We've recently planted a barbados cherry (acerola) which, we're told, is the second highest source of vitamin C (top of the list is blackcurrant). Research indicates a single barbados cherry produces the equivalent vitamin C of some 50 oranges.

Nearby, a pitiful tree that recently re-sprouted after losing its leaf canopy during the prolonged dry season, has been identified as a durian. Branch members seemed to share general community views about the durian, with some enthusiastic about the fruit, which is intolerable and inedible to others. Love it or loathe it, the so-called king of tropical fruits certainly creates a polarised and mixed reaction.

Apart from green ants, we're well represented with other wildlife, most of it unloved and unwanted. Grasshoppers have dined well on many of our saplings, particularly the lemonade fruit. Shortly before the field day, I'd carefully raked mulch away from the trunks of all trees, aware that it can help promote fungus and other diseases. Overnight, a team of scavenging bandicoots staged a daring raid and scratched it all back again. Then a feral pig, down from the mountain range and seeking water, shredded some banana trunks in spectacular fashion.

Bore irrigation is about to be installed on our property, ending a lucrative source of income for Cairns Water.

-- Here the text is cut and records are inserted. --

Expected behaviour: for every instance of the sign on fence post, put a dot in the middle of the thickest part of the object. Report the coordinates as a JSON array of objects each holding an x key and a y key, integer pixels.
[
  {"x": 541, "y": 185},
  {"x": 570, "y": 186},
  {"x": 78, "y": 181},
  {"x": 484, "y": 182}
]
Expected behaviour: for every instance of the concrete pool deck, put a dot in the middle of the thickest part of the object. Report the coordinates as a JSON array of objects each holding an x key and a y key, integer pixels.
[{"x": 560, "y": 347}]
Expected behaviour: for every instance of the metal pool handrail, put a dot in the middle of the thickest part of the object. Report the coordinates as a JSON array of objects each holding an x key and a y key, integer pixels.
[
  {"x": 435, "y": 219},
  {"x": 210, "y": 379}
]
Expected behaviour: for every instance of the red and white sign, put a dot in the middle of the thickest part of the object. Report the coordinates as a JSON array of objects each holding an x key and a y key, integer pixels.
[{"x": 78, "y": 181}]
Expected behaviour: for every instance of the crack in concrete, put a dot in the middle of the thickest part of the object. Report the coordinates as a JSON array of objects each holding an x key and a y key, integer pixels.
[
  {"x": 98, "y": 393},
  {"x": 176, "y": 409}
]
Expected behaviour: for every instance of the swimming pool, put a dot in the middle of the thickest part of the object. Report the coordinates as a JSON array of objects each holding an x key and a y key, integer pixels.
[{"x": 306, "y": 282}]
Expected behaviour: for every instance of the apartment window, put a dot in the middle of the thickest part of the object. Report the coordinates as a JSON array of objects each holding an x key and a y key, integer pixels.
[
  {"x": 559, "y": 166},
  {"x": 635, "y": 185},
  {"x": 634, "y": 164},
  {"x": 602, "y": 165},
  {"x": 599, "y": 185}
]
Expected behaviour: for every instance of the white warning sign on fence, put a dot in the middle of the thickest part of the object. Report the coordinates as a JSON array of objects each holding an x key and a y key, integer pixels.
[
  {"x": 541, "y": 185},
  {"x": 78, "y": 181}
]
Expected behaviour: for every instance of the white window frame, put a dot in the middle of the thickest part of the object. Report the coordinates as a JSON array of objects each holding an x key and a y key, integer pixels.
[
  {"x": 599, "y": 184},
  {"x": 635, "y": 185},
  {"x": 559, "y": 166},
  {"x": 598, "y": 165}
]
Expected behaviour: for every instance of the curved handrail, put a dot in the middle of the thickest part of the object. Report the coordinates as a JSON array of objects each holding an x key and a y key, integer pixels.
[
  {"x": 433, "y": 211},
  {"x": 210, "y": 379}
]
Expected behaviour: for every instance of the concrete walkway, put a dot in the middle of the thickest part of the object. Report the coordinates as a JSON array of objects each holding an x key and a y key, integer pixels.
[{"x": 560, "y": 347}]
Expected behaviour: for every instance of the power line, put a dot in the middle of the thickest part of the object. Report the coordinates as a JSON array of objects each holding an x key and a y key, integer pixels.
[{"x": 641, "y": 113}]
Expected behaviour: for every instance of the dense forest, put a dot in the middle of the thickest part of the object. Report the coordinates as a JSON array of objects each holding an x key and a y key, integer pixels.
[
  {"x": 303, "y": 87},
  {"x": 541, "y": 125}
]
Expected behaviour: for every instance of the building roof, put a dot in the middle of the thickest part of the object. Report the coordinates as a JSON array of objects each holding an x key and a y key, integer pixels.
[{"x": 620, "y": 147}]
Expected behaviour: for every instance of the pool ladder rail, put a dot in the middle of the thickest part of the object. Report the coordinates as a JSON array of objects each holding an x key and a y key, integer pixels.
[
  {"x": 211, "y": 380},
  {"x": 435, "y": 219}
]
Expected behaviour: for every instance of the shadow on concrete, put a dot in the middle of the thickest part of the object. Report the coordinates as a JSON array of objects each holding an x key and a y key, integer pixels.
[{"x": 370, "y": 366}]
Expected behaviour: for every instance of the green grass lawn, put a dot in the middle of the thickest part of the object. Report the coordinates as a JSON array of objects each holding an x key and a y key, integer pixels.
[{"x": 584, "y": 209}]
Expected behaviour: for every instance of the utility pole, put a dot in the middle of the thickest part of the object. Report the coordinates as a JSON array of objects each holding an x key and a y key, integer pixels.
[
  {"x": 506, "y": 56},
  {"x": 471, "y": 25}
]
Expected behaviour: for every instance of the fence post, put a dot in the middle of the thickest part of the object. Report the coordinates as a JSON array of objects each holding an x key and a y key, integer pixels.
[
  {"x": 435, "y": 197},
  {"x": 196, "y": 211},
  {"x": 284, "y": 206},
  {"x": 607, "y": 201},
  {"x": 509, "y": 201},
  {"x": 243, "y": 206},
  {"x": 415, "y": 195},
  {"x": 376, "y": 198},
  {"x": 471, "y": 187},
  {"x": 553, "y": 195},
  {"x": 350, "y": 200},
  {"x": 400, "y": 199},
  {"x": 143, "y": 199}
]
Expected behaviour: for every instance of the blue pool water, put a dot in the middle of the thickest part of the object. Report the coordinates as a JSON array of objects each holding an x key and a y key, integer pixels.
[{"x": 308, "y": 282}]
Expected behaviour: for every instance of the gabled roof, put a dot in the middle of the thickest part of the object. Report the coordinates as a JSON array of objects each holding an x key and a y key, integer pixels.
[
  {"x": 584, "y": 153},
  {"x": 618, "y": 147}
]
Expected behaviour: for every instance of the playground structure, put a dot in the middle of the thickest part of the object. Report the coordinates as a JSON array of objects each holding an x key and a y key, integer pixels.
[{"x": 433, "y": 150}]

At the suggestion of Branch members, we will then give the orchard a decent dose of fertiliser - keeping it well away from the phosphorus­intolerant macadamia. More mulch will be added around the trees, though some members regarded this with mixed blessings: while conserving water and shading the root system, its decomposition robs the soil and plants of nitrogen.

The suckers, banana suckers, that is - have now been decimated and I fancy the survivors are already feeling a whole lot the better for it. And here's a useful tip for those seeking to kill unwanted bananas: after cutting off the sucker's trunk, nip out a small hole in the centre containing the rootball and add a dash of kerosene. That'll fix any sucker!

But, finally, there was even more humiliation awaiting us. Amongst the bananas was a rather attractive shrub, which produces small red berries next to the leaves. Well, this might have been a rare species of useful tropical plant, something to rival Alan and Susan Carle's botanical treasure trove in their property, the Botanical Ark. Help was at hand. A knowledgeable Branch member crushed a few leaves between his fingers and casually invited us to take a sniff. Phewwww! The smell ... it was like ... like ... The learned member leaned forward and confided: "what you've got here - pardon the language - is a fartbush."

The fartbush continues to thrive, and definitely deserves its special place amongst our bananas. Mocked by cruel friends from down south, who were all too quick to bestow a trendy latin name (Busheticus fartivica) on it, the unloved fartbush is, well, different. Certainly, none of our sniggering southern friends have one. And, who knows, it may prove to be a usefully ally in helping to move-on guests who overstay their welcome.